I have a general policy to be open about specific things that would likely destroy my hopes of getting action via a dating app. I'm generally likable and people who know me socially find me attractive and I don't want to hear anyone's shit about what happened to me as an abused child or my medical situation. 

If someone needs time to process that information and think how they feel about it, they can have that. But they need to figure it out before they go hitting on me because I have no patience for listening to this shit from men.

If my age, weight, diagnosis etc is a deal breaker for someone, they can just keep walking and not bother to chat me up.

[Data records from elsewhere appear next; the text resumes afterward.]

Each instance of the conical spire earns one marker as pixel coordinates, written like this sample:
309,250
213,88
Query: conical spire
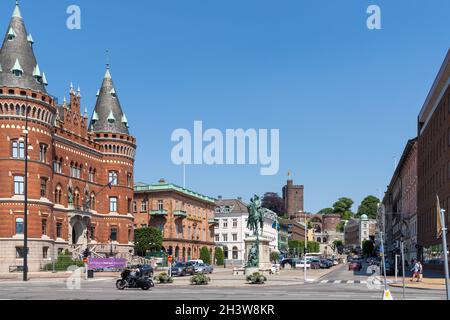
108,112
16,50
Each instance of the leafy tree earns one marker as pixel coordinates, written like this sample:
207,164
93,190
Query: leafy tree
368,248
205,255
147,239
219,256
326,211
275,256
369,207
274,202
340,227
343,207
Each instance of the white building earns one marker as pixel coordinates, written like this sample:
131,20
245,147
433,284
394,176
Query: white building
232,230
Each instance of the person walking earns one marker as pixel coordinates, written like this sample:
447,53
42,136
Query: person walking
415,271
420,272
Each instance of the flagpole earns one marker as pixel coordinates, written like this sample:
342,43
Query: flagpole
444,244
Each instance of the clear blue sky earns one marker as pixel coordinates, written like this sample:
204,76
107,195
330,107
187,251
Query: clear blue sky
345,98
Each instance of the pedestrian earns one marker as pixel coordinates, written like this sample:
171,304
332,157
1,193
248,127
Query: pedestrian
415,270
420,272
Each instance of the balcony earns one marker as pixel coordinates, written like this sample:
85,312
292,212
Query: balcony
213,221
158,213
180,214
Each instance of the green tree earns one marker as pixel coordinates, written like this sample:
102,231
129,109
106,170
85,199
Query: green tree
340,227
368,248
219,256
205,255
326,211
274,256
369,207
343,207
147,239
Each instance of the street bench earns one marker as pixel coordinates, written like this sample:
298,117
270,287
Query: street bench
13,269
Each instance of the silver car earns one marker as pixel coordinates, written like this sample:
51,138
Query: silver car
203,268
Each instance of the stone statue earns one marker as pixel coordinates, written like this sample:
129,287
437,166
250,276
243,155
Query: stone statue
255,224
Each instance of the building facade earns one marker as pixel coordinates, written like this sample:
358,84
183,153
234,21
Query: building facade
231,230
80,172
433,161
185,218
293,199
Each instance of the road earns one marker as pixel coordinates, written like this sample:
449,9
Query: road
340,284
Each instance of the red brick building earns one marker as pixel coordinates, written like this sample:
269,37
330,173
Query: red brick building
293,199
186,218
71,163
434,163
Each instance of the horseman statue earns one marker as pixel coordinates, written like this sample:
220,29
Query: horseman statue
256,225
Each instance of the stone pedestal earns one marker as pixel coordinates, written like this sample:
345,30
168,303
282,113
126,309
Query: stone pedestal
264,254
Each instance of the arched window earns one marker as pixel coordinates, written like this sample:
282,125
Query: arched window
58,194
19,226
235,253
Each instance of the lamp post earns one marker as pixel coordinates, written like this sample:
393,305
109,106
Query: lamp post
25,229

Rest assured, if someone exits stage right, there will be a long line of men down the street and around the block hoping to be next.

My problem is trying to diplomatically turn men down without cutting my throat. I attract too much male attention and always have and at some point threw in the towel on trying to figure out why because "You're too beautiful to resist!" stopped being true a long time ago and I'm still waiting to be ugly enough for men to ignore me so I can focus on my WORK.

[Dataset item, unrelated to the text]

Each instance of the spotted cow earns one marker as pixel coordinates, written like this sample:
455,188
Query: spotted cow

Generally speaking though: I like men. I'm good to my men. I put down my sexual baggage a long time ago. I don't get with people for shallow reasons like looks, money or similar.

I'm considerate, kind, giving and there is no shortage of men who want a piece of that.

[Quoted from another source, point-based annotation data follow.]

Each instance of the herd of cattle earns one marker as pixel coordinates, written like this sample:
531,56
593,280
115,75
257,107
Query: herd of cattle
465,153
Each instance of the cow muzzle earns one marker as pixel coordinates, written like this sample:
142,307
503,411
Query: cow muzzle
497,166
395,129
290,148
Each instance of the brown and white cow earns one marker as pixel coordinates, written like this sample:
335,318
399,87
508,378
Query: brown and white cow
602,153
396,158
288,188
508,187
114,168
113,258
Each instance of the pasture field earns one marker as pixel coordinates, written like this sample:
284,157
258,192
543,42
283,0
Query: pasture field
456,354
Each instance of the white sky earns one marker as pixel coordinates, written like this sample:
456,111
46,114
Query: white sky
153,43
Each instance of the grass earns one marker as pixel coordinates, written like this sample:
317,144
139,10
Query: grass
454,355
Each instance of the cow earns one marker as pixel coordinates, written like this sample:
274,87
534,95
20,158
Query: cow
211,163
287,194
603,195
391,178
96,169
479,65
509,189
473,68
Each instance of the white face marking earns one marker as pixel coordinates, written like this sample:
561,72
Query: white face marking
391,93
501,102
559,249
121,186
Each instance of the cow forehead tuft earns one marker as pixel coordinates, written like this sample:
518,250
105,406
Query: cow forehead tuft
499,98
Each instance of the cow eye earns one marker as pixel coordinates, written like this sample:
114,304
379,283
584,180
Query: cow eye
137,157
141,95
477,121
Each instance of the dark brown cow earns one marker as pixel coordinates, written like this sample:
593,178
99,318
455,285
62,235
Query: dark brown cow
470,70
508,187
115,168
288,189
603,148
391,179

I keep complaining no one ever shows up, but during my divorce I met three guys in the flesh whom I initially met online, two via that messenger app. I eventually stopped using that app because it amounted to cruising a bar for hookups and I decided I didn't want that. 

I was having meatier relationships long distance and trying to make MY LIFE work and had gotten my fill of "Squee! He's scandalously younger than me!" Or whatever.

My self esteem was fine. I didn't need more assurances about how "attractive" I was. I was looking for an emotional and social connection and finding that and it didn't involve a SINGLE dinner date where some asshole bought me dinner and expected me to put out because he spent some piddling amount on me compared to what a sex worker would charge.

TLDR of my opinion:

1. Be open about being trans in a way that lets potential romantic connections sort out their feels BEFORE hitting on you, not after.
2. TALK to people. Privately. Be emotionally available, kind, considerate and polite.
3. Last, figure out what you want. If you just want attention, you can get that. If you get to some other place, think about it and make choices about what kind of relationship you are looking for.

There is no shortage of people with fetishes who will be happy to sex you up and if that works for you, nothing wrong with it. And it's okay for it to be A Stage and outgrow it.

If you want to FEEL sexy, hey, whatever. 

My rule of thumb: Keep it among consenting adults.

There's plenty of things that can keep anyone from finding someone who is marriageable material but that doesn't mean you have to be lonely. 

There's 8 billion people on planet Earth. Someone somewhere thinks people exactly like you are hot.

Try to catch the deluge in a paper cup.